42 The Prince

Mei Ruan: April 18th, 20XX

“Lillian”

The shadow fairy stared at me with a conflicted expression but tightened her lips into a straight line, determined not to say a word. Her heavy-lidded eyes looked at me with a coy look and backed up her meaningful silence.

I didn’t respond to her uncharacteristic playfulness and looked into the distance. We were already a day late. I couldn’t risk extending the time even further.

Jaya had attempted to escape her holding cell earlier, and it had taken me a while to get her back in there. The specialist to remove her magic had yet to arrive, so she was as strong and vicious as ever.
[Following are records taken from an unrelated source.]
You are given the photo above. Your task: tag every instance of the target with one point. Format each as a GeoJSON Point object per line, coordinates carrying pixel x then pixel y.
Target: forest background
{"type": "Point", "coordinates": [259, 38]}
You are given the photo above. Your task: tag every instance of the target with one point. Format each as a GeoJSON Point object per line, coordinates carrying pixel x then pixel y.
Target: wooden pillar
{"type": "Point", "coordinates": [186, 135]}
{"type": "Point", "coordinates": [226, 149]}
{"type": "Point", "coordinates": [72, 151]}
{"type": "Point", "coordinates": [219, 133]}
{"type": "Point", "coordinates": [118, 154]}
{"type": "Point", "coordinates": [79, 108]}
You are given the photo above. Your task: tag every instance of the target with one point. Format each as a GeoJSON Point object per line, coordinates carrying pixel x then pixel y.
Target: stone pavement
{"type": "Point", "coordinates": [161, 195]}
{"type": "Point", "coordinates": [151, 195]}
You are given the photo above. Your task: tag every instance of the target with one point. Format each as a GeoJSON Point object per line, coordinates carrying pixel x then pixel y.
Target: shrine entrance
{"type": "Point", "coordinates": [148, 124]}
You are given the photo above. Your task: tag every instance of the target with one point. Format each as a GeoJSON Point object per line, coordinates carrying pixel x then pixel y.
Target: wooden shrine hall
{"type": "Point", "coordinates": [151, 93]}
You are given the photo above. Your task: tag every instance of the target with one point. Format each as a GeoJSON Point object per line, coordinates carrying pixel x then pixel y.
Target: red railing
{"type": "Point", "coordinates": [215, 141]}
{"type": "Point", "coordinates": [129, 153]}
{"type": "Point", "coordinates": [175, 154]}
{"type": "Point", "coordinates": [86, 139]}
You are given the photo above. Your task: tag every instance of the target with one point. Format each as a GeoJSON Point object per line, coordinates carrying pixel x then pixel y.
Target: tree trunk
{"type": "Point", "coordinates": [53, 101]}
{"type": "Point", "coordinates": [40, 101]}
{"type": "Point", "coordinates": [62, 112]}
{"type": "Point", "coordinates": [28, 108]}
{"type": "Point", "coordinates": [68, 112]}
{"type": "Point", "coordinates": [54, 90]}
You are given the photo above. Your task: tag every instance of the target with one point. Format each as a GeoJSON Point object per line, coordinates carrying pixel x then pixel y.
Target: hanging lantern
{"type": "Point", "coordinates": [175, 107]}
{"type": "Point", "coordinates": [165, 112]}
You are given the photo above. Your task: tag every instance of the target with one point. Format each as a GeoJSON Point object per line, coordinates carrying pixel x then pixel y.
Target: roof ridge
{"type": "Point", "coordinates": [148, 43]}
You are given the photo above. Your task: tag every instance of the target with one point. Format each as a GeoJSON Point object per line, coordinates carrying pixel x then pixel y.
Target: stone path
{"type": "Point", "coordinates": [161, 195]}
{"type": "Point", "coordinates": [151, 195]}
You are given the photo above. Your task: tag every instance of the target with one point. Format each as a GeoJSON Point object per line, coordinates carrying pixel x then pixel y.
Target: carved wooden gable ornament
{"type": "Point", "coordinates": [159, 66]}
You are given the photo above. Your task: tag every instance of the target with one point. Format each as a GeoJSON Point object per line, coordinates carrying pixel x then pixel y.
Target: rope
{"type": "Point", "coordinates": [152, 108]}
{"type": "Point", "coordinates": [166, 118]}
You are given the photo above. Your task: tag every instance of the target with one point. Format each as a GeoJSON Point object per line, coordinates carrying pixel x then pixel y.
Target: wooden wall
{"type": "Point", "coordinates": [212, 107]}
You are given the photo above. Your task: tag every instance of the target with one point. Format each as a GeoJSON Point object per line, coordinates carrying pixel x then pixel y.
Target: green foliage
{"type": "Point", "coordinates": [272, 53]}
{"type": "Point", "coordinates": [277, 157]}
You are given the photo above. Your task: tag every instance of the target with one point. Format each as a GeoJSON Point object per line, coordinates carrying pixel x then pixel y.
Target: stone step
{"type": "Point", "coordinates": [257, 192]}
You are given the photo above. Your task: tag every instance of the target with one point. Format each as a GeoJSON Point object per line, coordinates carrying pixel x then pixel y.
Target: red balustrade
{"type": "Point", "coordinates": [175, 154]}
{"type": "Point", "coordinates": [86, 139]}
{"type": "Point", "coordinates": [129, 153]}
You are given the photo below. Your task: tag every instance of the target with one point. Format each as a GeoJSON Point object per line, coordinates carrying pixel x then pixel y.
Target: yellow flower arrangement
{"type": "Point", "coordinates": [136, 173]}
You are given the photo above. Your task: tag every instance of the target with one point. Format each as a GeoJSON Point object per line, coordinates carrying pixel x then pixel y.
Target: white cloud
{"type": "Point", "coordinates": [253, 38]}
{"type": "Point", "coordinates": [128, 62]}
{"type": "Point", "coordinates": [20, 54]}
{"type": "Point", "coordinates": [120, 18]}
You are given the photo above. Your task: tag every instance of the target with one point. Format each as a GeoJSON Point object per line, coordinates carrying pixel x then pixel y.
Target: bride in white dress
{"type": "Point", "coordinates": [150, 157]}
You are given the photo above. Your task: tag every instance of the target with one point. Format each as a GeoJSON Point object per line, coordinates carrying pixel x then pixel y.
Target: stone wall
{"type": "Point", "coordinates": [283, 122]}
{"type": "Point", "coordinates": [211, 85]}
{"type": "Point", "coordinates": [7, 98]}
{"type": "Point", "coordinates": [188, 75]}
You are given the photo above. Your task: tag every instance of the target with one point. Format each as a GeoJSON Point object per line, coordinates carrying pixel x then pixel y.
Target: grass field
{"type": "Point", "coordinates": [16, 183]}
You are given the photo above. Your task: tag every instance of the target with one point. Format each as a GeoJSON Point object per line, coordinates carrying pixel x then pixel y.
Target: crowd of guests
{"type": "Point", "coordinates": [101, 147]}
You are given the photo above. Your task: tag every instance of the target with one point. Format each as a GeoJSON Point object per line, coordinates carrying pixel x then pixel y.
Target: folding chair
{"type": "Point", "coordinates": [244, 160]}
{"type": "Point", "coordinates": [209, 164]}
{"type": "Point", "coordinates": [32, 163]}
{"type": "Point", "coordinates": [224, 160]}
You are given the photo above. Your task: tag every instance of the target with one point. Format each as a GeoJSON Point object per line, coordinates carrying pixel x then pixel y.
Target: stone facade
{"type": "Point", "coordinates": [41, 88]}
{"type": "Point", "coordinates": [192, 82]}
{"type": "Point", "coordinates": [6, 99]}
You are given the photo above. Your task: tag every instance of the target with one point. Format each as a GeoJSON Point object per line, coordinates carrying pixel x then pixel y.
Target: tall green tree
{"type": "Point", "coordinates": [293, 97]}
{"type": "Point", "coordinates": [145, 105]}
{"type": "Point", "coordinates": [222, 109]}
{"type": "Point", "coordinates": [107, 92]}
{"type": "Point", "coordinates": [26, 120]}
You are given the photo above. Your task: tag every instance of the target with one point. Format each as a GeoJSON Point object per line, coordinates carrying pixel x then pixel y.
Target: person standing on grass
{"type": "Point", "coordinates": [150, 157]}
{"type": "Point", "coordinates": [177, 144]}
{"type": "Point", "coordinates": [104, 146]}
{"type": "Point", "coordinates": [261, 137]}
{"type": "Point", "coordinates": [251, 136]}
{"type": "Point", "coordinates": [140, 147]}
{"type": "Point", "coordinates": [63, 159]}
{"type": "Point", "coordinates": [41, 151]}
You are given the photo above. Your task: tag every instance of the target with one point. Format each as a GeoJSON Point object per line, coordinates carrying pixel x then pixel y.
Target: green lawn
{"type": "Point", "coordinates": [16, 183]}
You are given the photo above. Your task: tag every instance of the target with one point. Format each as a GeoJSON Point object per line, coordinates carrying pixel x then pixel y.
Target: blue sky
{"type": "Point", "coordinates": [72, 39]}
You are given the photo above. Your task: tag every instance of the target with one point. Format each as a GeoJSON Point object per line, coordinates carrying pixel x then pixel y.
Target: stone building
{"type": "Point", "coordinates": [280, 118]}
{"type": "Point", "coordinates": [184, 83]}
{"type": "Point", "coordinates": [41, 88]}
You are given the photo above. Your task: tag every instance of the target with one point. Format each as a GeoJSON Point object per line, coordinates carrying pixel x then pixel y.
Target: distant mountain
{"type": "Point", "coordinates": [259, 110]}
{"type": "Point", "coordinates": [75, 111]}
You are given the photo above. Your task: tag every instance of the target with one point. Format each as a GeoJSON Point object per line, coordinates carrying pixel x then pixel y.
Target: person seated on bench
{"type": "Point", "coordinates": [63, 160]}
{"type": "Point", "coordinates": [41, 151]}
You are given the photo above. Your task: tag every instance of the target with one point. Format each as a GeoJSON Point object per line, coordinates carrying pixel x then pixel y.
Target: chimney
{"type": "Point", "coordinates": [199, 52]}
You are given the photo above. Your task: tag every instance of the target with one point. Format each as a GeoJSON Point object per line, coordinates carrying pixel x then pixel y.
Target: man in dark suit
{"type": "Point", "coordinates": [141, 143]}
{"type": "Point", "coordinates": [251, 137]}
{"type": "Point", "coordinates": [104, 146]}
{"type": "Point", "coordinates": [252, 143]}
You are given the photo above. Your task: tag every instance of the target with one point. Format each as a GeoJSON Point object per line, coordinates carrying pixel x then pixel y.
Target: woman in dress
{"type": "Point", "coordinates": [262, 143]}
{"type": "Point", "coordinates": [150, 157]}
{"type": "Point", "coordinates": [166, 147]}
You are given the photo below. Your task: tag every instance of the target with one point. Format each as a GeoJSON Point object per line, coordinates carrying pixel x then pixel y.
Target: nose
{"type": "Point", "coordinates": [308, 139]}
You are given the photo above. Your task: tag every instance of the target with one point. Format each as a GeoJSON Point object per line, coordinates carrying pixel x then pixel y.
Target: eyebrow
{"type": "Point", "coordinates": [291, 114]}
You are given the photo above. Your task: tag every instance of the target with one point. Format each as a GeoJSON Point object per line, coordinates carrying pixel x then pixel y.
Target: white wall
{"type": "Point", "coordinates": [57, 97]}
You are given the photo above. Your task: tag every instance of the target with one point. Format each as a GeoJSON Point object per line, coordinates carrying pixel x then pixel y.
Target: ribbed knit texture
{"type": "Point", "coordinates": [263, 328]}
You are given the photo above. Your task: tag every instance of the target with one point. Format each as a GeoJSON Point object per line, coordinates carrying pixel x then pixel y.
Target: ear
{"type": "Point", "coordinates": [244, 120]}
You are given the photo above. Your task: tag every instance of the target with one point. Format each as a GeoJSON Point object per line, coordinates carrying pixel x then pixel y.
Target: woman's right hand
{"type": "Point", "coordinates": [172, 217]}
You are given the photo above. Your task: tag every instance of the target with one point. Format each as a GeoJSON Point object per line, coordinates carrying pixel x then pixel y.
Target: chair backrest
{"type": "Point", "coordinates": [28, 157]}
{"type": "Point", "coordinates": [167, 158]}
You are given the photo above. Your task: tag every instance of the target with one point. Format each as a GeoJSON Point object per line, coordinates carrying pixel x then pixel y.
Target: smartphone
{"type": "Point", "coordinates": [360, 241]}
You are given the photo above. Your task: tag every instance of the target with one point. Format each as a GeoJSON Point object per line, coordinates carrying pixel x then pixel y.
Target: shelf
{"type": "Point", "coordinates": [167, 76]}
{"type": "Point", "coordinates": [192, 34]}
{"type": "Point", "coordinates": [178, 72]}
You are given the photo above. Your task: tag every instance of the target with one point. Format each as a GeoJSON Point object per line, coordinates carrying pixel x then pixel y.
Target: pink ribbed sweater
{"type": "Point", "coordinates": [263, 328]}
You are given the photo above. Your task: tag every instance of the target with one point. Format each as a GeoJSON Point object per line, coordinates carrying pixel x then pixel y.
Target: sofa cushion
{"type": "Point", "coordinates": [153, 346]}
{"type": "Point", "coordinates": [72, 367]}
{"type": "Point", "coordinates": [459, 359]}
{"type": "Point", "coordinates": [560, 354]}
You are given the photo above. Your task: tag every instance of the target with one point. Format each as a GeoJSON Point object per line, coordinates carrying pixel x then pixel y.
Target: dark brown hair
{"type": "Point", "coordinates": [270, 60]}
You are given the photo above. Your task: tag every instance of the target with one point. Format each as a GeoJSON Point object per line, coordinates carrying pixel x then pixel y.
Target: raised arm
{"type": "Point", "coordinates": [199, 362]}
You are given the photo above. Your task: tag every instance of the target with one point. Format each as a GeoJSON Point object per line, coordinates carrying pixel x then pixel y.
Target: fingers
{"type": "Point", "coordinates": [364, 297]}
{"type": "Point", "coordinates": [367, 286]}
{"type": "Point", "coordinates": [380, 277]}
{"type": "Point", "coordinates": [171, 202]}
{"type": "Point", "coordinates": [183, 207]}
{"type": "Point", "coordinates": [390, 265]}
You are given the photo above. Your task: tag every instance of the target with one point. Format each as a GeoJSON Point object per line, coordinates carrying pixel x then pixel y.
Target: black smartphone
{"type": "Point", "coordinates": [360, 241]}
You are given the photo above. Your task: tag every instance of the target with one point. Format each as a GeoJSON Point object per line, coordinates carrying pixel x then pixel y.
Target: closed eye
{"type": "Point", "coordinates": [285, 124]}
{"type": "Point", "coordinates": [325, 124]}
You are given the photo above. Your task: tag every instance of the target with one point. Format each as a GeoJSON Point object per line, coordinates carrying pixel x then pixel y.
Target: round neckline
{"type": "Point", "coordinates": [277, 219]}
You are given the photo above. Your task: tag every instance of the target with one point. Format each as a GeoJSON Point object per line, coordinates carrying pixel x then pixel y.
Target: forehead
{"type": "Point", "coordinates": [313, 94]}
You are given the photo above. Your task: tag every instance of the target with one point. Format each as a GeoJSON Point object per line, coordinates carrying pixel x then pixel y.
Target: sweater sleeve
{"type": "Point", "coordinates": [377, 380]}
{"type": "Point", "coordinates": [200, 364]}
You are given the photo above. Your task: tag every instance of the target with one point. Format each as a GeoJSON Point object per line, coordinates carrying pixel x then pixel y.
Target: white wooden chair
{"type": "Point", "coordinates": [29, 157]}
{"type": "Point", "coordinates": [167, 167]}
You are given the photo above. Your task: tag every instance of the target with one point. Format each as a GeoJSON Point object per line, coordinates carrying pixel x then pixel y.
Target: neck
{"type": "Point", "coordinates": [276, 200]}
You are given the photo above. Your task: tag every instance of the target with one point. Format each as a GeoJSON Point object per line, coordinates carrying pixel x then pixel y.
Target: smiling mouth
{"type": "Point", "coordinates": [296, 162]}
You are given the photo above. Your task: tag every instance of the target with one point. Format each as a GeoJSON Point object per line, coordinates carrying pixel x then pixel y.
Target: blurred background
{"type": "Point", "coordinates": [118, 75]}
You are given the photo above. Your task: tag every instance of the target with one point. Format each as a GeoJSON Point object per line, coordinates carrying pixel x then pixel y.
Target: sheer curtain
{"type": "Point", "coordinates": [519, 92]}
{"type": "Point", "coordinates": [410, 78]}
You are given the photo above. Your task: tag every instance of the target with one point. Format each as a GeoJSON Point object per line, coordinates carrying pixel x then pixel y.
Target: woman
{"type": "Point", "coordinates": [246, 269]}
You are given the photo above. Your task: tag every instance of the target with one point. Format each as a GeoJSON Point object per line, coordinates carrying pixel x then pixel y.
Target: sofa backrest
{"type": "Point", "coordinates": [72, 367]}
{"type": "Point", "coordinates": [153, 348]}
I’d hoped that being stripped of her power would make her realize what she’d done so wrong, but if there was one thing she was consistent with, it was letting me down.

My fluttermoth let out a discontent whine as the servants hooked it up to the elegant carriage. In the century I’d had it, I’d only hooked it to a saddle about four times, and it had hated it then too. Thankfully, it was more mature now and didn’t refuse to fly anymore.

I’d gotten it as a gift for finishing my mandatory military service. Since the Ruan clan’s principal claim to fame was our military, I’d started much earlier than my peers.

I’d resented it back then, but at least I was one of the youngest Fluttermoth owners in the queendom. There were only a few hundred of them, and even fewer of them were compatible with being raised in captivity.

Lillian coughed again to draw my attention, and this time her eyes stuck to what I was wearing. Her lips stiffened, and she refused to speak about what her eyes said.

I knew why she didn’t speak, but seeing her act all coy put me in a foul mood.

Why did I have to play these types of games with my caretaker?

Lillian rarely played around, and I usually appreciated the few moments that she did, but this time only put me in an impatient mood.

Aruna had given me a portrait of him the other day, and it had caught me off guard. It was a poorly drawn sketch, but it was enough to draw my attention and interest.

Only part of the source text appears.